Key viewing patterns show a median of 3.5 hours per week (about 30 minutes daily) spread across 7–8 short sessions. Consumption peaks between 8 pm and midnight, with additional spikes during commutes and work breaks classic “in-between moments” that the format fills perfectly. Around 57 per cent of viewing happens in ambient mode (while doing something else), and 90 per cent is solo, enabling more intimate, personal storytelling.
Romance, family drama and comedy lead genre preferences. Audiences show growing openness to AI-generated content, 47 per cent find it unique and creative, while only 6 per cent say they would avoid it entirely. Regional languages are surging after Hindi and English, Tamil, Telugu and Kannada dominate consumption.
Meta, director, media & entertainment (India) Shweta Bajpai said, “Micro-drama isn’t a passing trend, it’s rewriting the rules of Indian entertainment.
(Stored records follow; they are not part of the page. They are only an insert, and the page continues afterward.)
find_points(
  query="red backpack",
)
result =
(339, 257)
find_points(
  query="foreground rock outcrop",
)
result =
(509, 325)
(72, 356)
In under a year, an entirely new category of platforms has emerged, built audience habits from scratch, and created a business vertical that is scaling fast.”
Ormax Media founder-CEO Shailesh Kapoor added, “Micro-dramas are beginning to show the early signs of becoming a distinct content category in India’s digital entertainment landscape. When a format aligns closely with how audiences naturally engage with their devices, it has the potential to scale very quickly.”
The study proposes ecosystem-wide responsibility, universal signposting of commercial intent, shared accountability among advertisers, platforms, creators, schools and parents, built-in safeguards, and formal media literacy in schools.
In a feed that never sleeps and a day that never stops, micro-dramas have slipped into the cracks of every spare minute turning 30-second stories into the new national pastime, one vertical swipe at a time.